Monitoring - Kia ora all, here is a belated update on this incident.

From approx 2200hrs on Thurs 4th September, tenant network and associated floating IP connectivity to all FlexiHPC VM instances started going offline. A subset of instances also went into the SHUTOFF state. This was the result of a config and automation regression in our OpenStack infrastructure. A config fix was rolled out approx 0400hrs on Friday the 5th which resolved network connectivity issues for impacted instances.

However, a subset of instances that were SHUTOFF by the original issue were additionally impacted by a serious corner case in the OpenStack deployment tooling that we use. This resulted in duplicate VM instances being launched, which in turn meant that some instance root drives and attached volumes were inadvertently multi-attached, which could lead to instance availability and potential data corruption issues. Our team have since worked tirelessly with impacted instance owners to address the follow-on issues and recover services. If you are still experiencing any issues, please contact support. We apologise for the disruption to service and are making adjustments to our processes to minimise the possibility of similar problems in future.

Sep 11, 2025 - 22:27 NZST
Identified - All the impacted production services that we are currently aware of have been restored. There are on the order of 100 instances impacted that have duplicate virtual machine processes, though many of these are dev/test machines. These require operator intervention to attempt restoration of service. If you have an active instance that you can no longer log onto, or an instance that is shutoff and will not start up, please open a support ticket.
Sep 05, 2025 - 15:24 NZST
Investigating - We had some serious issues from about 10pm last night that interrupted the lander node, Ondemand, and numerous Openstack instances. If you have VMs that were shutdown please try restarting them, if this is not successful please log a support ticket.
We are currently assessing what services may still be down. Slurm is available and jobs are running. Ondemand is available.

Sep 05, 2025 - 08:46 NZST
Update - The filesystem has been stable today, however several users have reported degraded interactive IO experience. We expect this is caused by ongoing heavy metadata load as a result of the continuing background integrity check. Based on current progress we unfortunately expect this to continue into next week.
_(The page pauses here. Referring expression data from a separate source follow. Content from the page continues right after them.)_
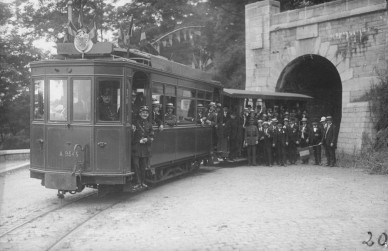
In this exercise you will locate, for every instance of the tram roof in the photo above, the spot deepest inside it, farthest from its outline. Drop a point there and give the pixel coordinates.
(237, 93)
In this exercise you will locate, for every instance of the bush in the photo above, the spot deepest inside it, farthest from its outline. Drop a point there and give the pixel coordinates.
(19, 141)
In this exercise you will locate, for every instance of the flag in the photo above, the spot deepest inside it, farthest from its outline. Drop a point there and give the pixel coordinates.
(143, 36)
(80, 19)
(130, 27)
(93, 32)
(194, 62)
(170, 39)
(71, 29)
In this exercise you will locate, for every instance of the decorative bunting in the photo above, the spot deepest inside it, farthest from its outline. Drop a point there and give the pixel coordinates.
(170, 39)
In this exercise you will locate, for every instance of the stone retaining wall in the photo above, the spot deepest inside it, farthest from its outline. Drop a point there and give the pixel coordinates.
(8, 155)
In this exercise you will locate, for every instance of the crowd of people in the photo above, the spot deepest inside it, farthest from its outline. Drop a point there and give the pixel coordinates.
(266, 136)
(263, 136)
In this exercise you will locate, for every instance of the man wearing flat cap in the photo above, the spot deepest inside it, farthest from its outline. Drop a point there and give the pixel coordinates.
(156, 115)
(293, 141)
(251, 138)
(330, 141)
(201, 117)
(142, 138)
(315, 139)
(169, 118)
(304, 138)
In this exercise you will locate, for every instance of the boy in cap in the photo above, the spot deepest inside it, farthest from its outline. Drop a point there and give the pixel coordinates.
(251, 139)
(169, 118)
(280, 141)
(142, 138)
(316, 139)
(330, 141)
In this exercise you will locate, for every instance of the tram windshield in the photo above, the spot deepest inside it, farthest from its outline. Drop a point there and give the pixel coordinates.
(58, 99)
(109, 100)
(39, 99)
(81, 99)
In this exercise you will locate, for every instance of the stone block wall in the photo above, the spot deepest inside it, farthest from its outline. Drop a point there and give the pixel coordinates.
(351, 34)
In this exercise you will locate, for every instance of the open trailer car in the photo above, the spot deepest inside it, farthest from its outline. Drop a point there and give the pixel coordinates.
(236, 100)
(73, 145)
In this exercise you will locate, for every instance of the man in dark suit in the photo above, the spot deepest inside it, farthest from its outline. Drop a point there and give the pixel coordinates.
(251, 140)
(315, 139)
(141, 145)
(304, 137)
(293, 140)
(232, 131)
(260, 145)
(281, 142)
(330, 141)
(268, 143)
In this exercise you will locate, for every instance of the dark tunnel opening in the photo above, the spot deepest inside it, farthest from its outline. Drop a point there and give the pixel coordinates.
(315, 76)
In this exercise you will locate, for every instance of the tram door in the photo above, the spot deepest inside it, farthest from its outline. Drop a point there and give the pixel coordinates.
(109, 143)
(139, 96)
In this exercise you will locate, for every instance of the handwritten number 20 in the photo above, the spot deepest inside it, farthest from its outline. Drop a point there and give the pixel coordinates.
(382, 240)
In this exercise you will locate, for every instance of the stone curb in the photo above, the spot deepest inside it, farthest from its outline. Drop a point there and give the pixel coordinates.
(14, 168)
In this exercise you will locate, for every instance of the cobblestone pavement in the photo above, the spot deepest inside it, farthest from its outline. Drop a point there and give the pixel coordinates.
(245, 208)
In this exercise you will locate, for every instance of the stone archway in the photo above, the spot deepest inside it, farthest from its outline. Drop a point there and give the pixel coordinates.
(316, 76)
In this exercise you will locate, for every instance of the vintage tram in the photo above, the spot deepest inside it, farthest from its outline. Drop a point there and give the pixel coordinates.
(73, 145)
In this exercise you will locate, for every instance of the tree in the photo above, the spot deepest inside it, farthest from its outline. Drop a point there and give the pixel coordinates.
(16, 52)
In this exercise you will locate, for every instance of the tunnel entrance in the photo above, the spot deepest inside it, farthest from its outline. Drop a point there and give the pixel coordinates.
(315, 76)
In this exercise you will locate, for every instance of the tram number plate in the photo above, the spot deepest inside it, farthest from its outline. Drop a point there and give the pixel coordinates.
(304, 153)
(60, 181)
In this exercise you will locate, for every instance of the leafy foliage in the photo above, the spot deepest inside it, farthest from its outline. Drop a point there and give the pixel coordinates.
(16, 52)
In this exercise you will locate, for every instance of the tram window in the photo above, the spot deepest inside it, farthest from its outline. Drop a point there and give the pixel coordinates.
(186, 93)
(157, 101)
(209, 96)
(204, 110)
(186, 110)
(38, 99)
(157, 88)
(170, 91)
(58, 99)
(109, 100)
(81, 99)
(201, 94)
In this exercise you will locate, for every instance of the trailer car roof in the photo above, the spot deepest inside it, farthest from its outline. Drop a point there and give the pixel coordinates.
(236, 93)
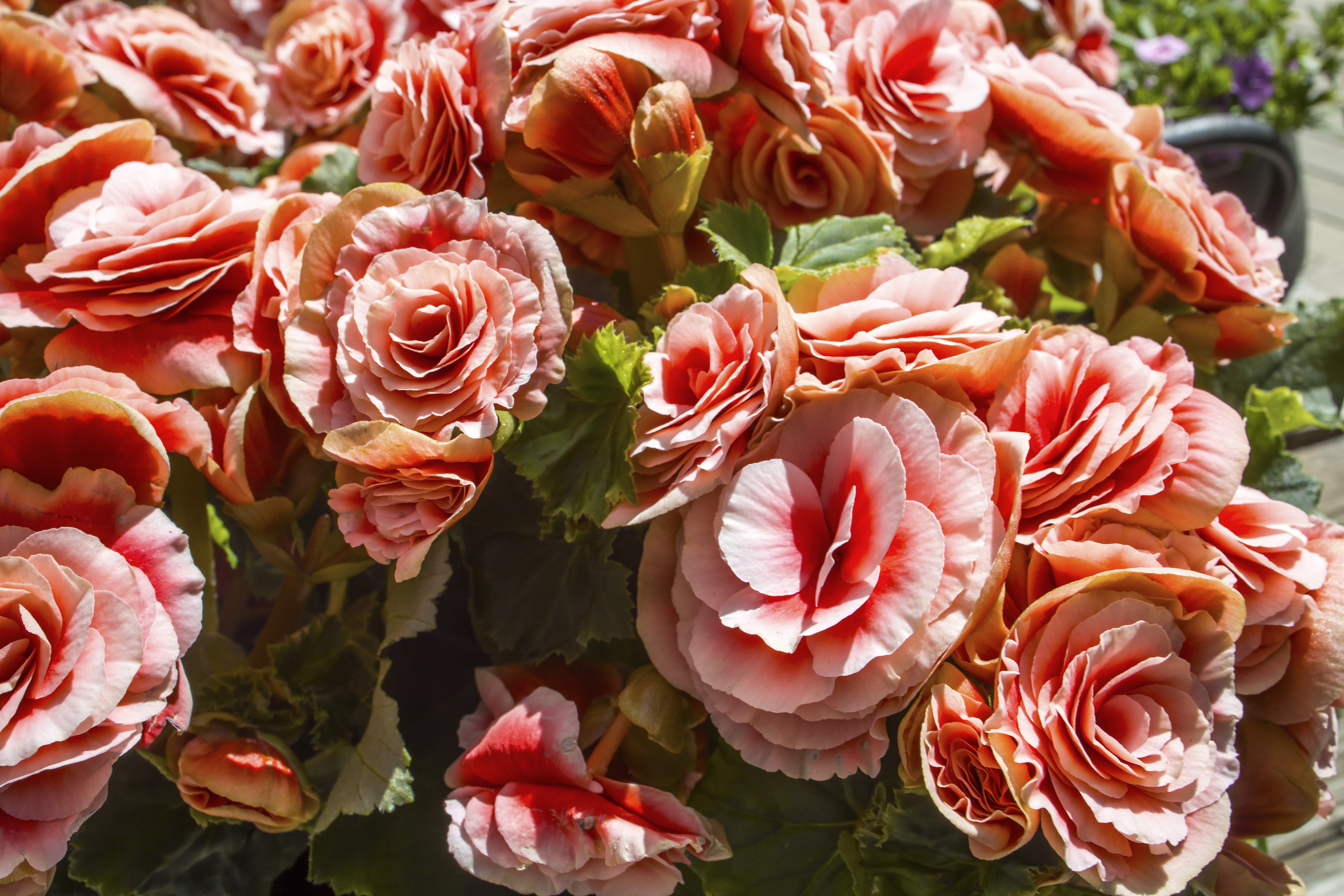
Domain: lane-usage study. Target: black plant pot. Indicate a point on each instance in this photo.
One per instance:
(1248, 158)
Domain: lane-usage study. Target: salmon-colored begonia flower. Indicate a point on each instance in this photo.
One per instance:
(1119, 430)
(1116, 692)
(190, 83)
(105, 422)
(432, 312)
(812, 596)
(101, 601)
(526, 813)
(400, 490)
(1206, 246)
(146, 261)
(716, 373)
(323, 56)
(945, 749)
(921, 93)
(760, 159)
(437, 112)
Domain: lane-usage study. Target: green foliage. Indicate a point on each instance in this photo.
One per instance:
(851, 837)
(1272, 467)
(967, 237)
(577, 451)
(1306, 65)
(740, 236)
(1311, 363)
(537, 592)
(335, 175)
(144, 841)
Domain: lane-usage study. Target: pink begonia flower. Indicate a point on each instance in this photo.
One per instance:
(104, 422)
(432, 314)
(1210, 250)
(190, 83)
(437, 112)
(541, 29)
(271, 300)
(398, 490)
(720, 367)
(27, 142)
(101, 601)
(921, 92)
(526, 813)
(812, 596)
(889, 318)
(1116, 692)
(1119, 430)
(757, 158)
(783, 56)
(147, 264)
(322, 57)
(945, 749)
(1054, 127)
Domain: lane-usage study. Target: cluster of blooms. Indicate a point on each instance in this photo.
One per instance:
(865, 496)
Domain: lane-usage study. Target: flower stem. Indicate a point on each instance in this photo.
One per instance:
(187, 496)
(607, 747)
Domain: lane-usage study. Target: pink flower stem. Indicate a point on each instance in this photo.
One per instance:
(189, 498)
(607, 747)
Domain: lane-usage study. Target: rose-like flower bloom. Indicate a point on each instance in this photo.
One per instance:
(1315, 675)
(720, 367)
(225, 776)
(781, 49)
(545, 27)
(1117, 695)
(919, 87)
(581, 242)
(104, 422)
(398, 490)
(944, 749)
(1246, 871)
(158, 250)
(1119, 429)
(812, 596)
(435, 315)
(95, 623)
(1206, 245)
(1162, 50)
(271, 300)
(432, 107)
(253, 452)
(186, 80)
(1053, 126)
(27, 142)
(40, 76)
(322, 57)
(526, 813)
(889, 318)
(760, 159)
There have been no major impact to jobs, though some workloads paused when trying to write to the filesystem during the incident, and as a result a few jobs have timed out. If you see this and need help resolving it then please contact support.

Aug 28, 2025 - 16:08 NZST
Update - We are continuing to monitor for any further issues.
Aug 28, 2025 - 00:16 NZST
Monitoring - Full filesystem functionality was restored at approx 11pm NZST. The issue appears to have been triggered by a brief backend network disruption - WEKA support are investigating why the filesystem didn't recover automatically. Ongoing data integrity checks may impact IO performance for a while longer.

Thankfully there seem to be no widespread job impacts, however we will check this more thoroughly in the morning and contact any users who may have had work impacted. Apologies again for the disruption (and goodnight)!

Aug 28, 2025 - 00:16 NZST
Investigating - We have identified an ongoing issue with our high performance filesystems. This is impacting scratch/nobackup, project, home and likely impacting any new logins to the HPC and OnDemand services. At present, existing jobs are continuing to run and complete, however we anticipate there may be job failures as a result of this problem. We are currently awaiting urgent vendor support. Apologies for the inconvenience and disruption, we'll update as soon as we know more.
Aug 27, 2025 - 21:19 NZST
Investigating - We are investigating intermittent errors occurring using Globus to the new HPC platform. Failures often rectify themselves on retry but we are working to improve the stability of this service.
Jul 02, 2025 - 11:32 NZST

About This Site

New Zealand eScience Infrastructure High Performance Compute and Storage Service Status

Apply for Access ? Operational
Data Transfer Degraded Performance
Submit new HPC Jobs Operational
Jobs running on HPC Operational
NeSI OnDemand ? Operational
90 days ago
99.95 % uptime
Today
HPC Storage Degraded Performance
User Support System ? Operational
Flexible High Performance Cloud ? Operational
Long-term Storage (Freezer) ? Operational
90 days ago
99.92 % uptime
Today
Flexible High Performance Cloud Services ? Operational
90 days ago
100.0 % uptime
Today
Virtual Compute Service Operational
Bare Metal Compute Service Operational
FlexiHPC Dashboard (web interface) ? Operational
90 days ago
100.0 % uptime
Today
FlexiHPC CLI interface ? Operational
90 days ago
100.0 % uptime
Today
Public API of the FlexiHPC Service ? Operational
90 days ago
100.0 % uptime
Today
Operational
Degraded Performance
Partial Outage
Major Outage
Maintenance
Major outage
Partial outage
No downtime recorded on this day.
No data exists for this day.
had a major outage.
had a partial outage.

Scheduled Maintenance

WEKA filesystem and compute core changes - Announcement Sep 8, 2025 09:00-17:00 NZST

In order to get our new WEKA filesystems up to their best possible performance we need to dedicate some cores on each compute node for exclusive use by WEKA. So on Milan nodes Slurm jobs will only be able to use 126 cores per node rather than 128, and on Genoa nodes 166 rather than 168.
This change has already begun, having already been applied to all of the Milan nodes and the majority of the Genoa nodes. We expect to be doing the last of the Genoa nodes on September 8th.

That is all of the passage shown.